Memory changes. Time turns the kaleidoscope; pieces rearrange themselves; the view shifts gently while you're looking away. Right now, my memories of my childhood in suburban Northern Virginia - a place to which neither of my parents had any social, familial, or ancestral connection - seem delineated by solitude. It's not that I felt lonely, but rather that I was alone. In my home, I shared no spaces, I shared no people, and I shared no things. I did not agree, disagree, or compromise. My existence was not grouped with anyone else's; aside from my parents, I was responsible for no one, and no one was responsible for me.

A memory. I was in elementary school. I was sleeping over at my friend CB's house, and we stayed up late watching television in the den with CB's big sister A, who was three or four years older than we were. A fell asleep on the sofa, and before CB and I went upstairs to bed, CB gently pulled a blanket over her sister's sleeping body. I was completely arrested: CB's act struck me with the force of a slap. CB literally never spoke positively of her sister, and at least half of the interactions that I had ever witnessed between them were argumentative, often to the point of tears. I was shocked beyond all belief that she would behave so affectionately, so tenderly to the person that I thought of as her enemy - and it wasn't even especially cold in the house! The gesture seemed, first of all, crazily grown-up, and second of all, like something that would happen in a storybook, or a romance, or a game of make-believe. It related to nothing in my personal experience, nothing at all.

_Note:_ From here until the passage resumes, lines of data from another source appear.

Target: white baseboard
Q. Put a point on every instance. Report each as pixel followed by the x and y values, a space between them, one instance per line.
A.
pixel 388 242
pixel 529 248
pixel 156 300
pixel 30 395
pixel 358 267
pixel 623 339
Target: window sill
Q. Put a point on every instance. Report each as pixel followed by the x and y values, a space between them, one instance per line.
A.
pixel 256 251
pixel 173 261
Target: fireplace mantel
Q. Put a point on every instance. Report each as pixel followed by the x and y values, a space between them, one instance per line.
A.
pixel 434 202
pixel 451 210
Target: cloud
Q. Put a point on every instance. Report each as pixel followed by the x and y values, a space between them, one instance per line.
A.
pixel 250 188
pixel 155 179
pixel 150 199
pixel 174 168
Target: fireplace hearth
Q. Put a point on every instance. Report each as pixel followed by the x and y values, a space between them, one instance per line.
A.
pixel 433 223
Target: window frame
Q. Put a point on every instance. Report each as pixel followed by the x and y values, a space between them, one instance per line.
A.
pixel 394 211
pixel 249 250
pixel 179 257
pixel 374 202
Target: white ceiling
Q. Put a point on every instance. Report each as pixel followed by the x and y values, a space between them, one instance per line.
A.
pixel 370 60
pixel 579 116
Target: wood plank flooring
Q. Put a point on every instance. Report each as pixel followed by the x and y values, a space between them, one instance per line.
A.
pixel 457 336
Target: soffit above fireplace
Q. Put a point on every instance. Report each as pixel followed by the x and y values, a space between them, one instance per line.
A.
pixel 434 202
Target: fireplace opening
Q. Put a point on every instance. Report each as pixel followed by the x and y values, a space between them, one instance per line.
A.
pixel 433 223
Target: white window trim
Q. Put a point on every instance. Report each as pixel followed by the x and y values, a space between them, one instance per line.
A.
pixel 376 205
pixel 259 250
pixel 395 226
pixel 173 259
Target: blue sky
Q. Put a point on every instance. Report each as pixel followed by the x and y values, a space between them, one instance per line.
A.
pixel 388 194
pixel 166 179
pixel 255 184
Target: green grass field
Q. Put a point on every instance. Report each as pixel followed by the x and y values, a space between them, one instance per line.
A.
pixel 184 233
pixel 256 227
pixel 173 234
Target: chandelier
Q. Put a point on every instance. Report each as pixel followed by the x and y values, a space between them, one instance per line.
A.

Another memory. I had just started high school, and I was visiting my new friend E's house for the first time. Her little sister was over ten years younger than we were, still in preschool, still in that stage of childhood where you are not quite talking or moving like a regular human being. She said some babble-y thing or another to E, and E responded to her cheerfully, calling her "honey." My attention was riveted by that one endearment, and I thought about it for days. It seemed crazy that E actually lived with a person who she called "honey." I had never called anyone "honey" in my entire life. Like what I had seen with CB and E, it spoke to me of something completely outside of my sphere: a fully-formed, mutual, peer-to-peer emotional connection of a sort that could not be had with a parent, or really with any adult at all.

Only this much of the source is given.